Watson supercomputer
IBM's Watson supercomputer beat Ken Jennings and Brad Rutter is a February episode of "Jeopardy!" Reuters

Now that IBM's (NYSE: IBM) Watson supercomputer has gone to the doctor, it's going to Wall Street.

Only three months into a pilot project with WellPoint (NYSE: WLP), one of the nation's top health maintenance organizations, Watson is going to Citigroup (NYSE: C), the operator of the world's biggest financial services network.

The same machine that dazzled the world last year when it beat two human champions at "Jeopardy," Watson is getting a second commercial rollout, "part of getting our customers to adapt to a third generation of computing," said Manoj Saxena, general manager of IBM's Watson Solutions Group.

IBM has worked closely with Citigroup and its predecessors for decades, Saxena said, so it's no wonder the New York-based banking and financial services giant wanted to tap into Watson's potential.

The supercomputer, 90 IBM Power 750 servers using 15 trillion bytes of random-access memory and 2,880 processors, is a master at analyzing unstructured data.

"We can use Watson's analytics to improve customers' interactions," the IBM industrial engineer and prior VP for Industry & Cloud Business Solutions said. On top of data previously fed into Watson to prepare for "Jeopardy," it will now be fed financial, stock and market data, then customized for Citigroup applications during 2012.

Life cycle events

Much the same was done for Indianapolis-based WellPoint, Saxena said. Watson was fed all kinds of medical and health data which the health services provider has been deploying in a pilot run in Richmond, Va.

"The pilot is on target, ahead of schedule," the IBM researcher said. WellPoint nurses and professionals are tapping Watson for help dealing with medical care, health insurance and diagnostics.

For Citigroup, IBM researchers will collaborate with the banking group's information technology professionals to develop "life cycle" event products and other applications that can be used to work with clients.

Saxena, based at IBM's Austin, Texas, facility, said his daughter plans to enroll at Tufts University in Medford, Mass. A Citigroup officer with Watson might help her apply for a credit card, and then, using other data including material from Facebook pages and other sites, develop a profile for her.
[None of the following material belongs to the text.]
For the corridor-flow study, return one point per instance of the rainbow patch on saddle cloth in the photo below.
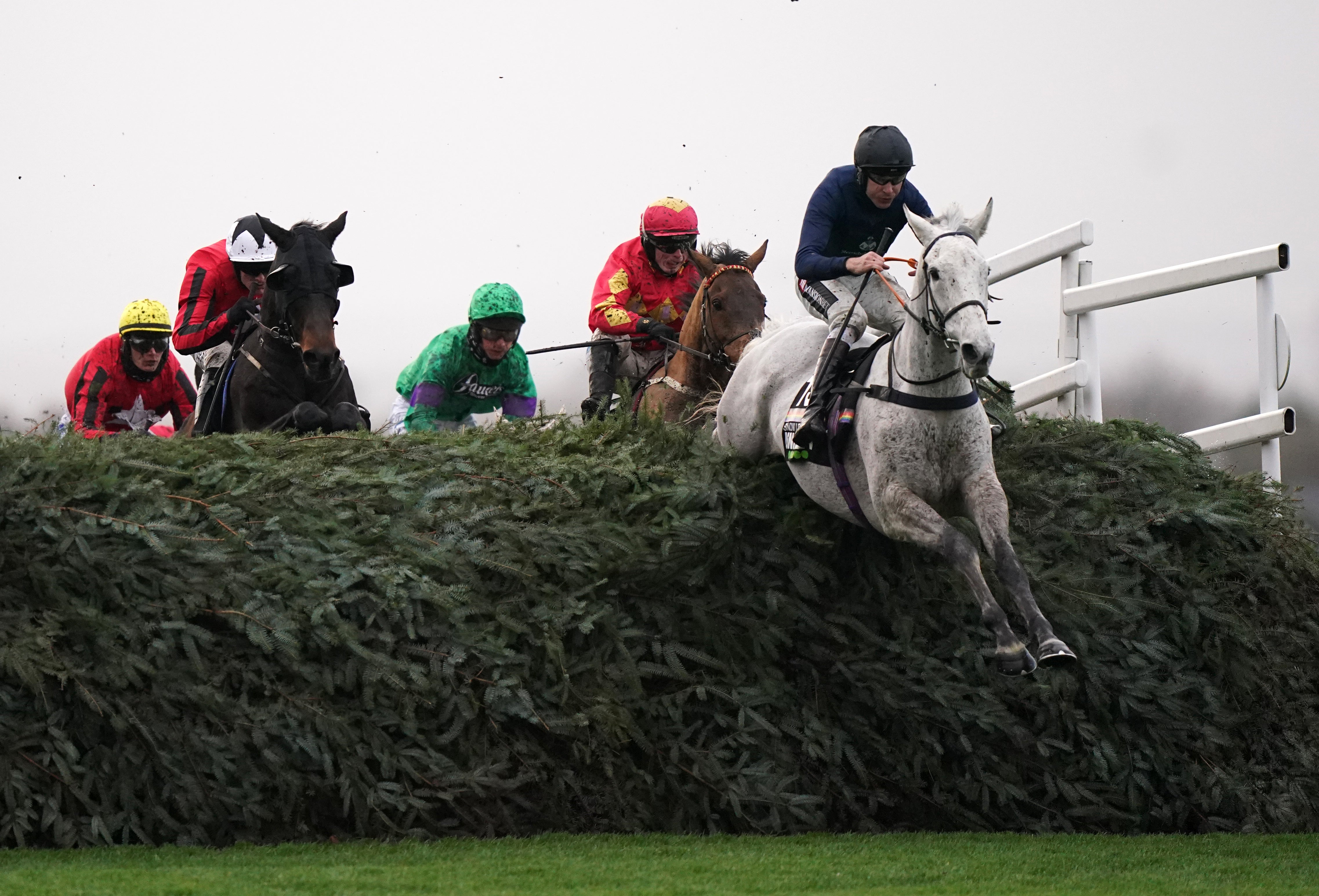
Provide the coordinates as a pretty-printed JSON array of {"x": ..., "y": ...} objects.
[{"x": 793, "y": 421}]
Over time, an officer might approach her about travelers checks, a car loan, investment, mortgages and other financial products as part of a financial relationship, he said.

Boost from Siri

IBM, for this year, will stick with health care and financial services as the initial targets of the Watson rollout because the two sectors already represent a significant chunk of the global economy.
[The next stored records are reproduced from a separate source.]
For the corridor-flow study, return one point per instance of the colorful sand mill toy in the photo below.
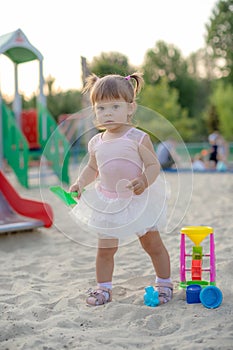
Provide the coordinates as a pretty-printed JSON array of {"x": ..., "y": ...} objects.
[{"x": 197, "y": 234}]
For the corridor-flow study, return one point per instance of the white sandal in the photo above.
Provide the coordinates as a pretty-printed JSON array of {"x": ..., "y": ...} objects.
[
  {"x": 99, "y": 296},
  {"x": 165, "y": 291}
]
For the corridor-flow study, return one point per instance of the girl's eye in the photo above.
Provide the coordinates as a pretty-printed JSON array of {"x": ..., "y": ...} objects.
[{"x": 100, "y": 108}]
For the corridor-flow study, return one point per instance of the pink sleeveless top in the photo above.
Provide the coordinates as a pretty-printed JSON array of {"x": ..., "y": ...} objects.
[{"x": 118, "y": 160}]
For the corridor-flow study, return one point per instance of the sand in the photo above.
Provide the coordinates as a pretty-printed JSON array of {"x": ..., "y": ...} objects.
[{"x": 45, "y": 276}]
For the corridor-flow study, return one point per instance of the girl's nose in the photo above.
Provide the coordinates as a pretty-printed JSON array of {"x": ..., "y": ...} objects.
[{"x": 108, "y": 112}]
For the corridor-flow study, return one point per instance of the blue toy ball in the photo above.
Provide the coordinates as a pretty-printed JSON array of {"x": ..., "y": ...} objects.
[{"x": 151, "y": 297}]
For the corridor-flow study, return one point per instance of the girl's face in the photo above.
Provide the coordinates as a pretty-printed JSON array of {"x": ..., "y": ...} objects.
[{"x": 113, "y": 114}]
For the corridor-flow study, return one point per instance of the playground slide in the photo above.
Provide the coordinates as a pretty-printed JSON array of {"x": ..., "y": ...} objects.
[{"x": 17, "y": 213}]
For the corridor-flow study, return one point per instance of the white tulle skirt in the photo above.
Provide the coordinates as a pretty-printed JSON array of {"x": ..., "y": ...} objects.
[{"x": 123, "y": 216}]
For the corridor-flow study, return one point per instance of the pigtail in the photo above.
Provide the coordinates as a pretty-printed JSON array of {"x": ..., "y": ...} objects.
[
  {"x": 89, "y": 83},
  {"x": 139, "y": 81}
]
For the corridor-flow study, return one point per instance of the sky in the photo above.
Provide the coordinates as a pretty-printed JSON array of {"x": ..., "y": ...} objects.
[{"x": 65, "y": 30}]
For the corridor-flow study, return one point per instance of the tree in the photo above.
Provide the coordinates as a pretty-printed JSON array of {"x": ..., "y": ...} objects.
[
  {"x": 220, "y": 37},
  {"x": 221, "y": 100}
]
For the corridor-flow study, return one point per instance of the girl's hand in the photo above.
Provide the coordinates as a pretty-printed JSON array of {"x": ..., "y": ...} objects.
[{"x": 137, "y": 185}]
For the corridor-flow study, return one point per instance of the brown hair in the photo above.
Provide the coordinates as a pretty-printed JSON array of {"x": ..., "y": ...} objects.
[{"x": 114, "y": 87}]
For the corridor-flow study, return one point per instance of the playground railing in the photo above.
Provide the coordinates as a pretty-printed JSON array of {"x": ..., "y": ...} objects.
[{"x": 15, "y": 146}]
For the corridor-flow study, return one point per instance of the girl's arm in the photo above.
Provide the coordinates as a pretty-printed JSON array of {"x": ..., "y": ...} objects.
[
  {"x": 151, "y": 167},
  {"x": 88, "y": 175}
]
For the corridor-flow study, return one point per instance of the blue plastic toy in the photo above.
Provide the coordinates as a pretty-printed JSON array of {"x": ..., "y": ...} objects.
[{"x": 151, "y": 297}]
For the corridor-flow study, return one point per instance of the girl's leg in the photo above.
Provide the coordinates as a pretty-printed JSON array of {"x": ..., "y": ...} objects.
[
  {"x": 104, "y": 272},
  {"x": 153, "y": 245},
  {"x": 107, "y": 248}
]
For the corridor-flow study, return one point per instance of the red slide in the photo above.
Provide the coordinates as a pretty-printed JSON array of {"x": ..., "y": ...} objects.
[{"x": 25, "y": 207}]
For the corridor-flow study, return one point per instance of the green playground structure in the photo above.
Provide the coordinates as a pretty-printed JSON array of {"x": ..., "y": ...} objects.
[{"x": 28, "y": 134}]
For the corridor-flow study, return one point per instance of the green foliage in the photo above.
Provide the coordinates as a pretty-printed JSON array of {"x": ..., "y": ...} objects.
[
  {"x": 220, "y": 37},
  {"x": 110, "y": 63},
  {"x": 64, "y": 103},
  {"x": 165, "y": 60}
]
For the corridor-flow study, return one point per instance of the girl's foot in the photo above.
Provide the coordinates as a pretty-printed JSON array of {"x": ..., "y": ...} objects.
[
  {"x": 99, "y": 296},
  {"x": 165, "y": 290}
]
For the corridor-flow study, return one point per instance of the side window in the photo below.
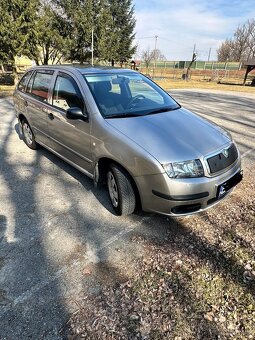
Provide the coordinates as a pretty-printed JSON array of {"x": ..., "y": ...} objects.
[
  {"x": 40, "y": 86},
  {"x": 66, "y": 93},
  {"x": 23, "y": 82}
]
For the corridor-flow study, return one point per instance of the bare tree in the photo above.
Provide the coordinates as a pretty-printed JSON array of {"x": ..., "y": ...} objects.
[
  {"x": 225, "y": 51},
  {"x": 147, "y": 56},
  {"x": 242, "y": 46},
  {"x": 158, "y": 55}
]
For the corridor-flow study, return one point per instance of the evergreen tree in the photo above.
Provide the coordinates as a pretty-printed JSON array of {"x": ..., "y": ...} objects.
[
  {"x": 18, "y": 35},
  {"x": 123, "y": 29}
]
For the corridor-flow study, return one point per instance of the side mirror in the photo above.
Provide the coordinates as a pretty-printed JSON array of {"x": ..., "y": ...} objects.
[{"x": 76, "y": 113}]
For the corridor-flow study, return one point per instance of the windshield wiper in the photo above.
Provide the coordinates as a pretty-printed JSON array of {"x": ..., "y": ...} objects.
[
  {"x": 122, "y": 115},
  {"x": 163, "y": 109}
]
Because information is proprietary and confidential, the IBM executive said other health organizations and financial companies are also welcome to sign up for Watson.

Separately, the researcher said, IBM and Watson have gotten an indirect boost from Apple, which introduced the Siri voice-activated assistant in the iPhone 4S. Watson, of course, responds to verbal queries.

"Watson and Siri provide critical acceptance of an emerging market," Saxena explained. "Both rely on analytics, both rely on understanding of the natural language process and both rely on the cloud," or Internet-based computing.

Watson, of course, is for enterprise applications of a very high scale, whereas Siri is for the consumer.

Shares of IBM closed at $197.26, down $3.40 in Tuesday trading. They set an all-time high of $201.19 on Monday. The company's market capitalization exceeds $228 billion.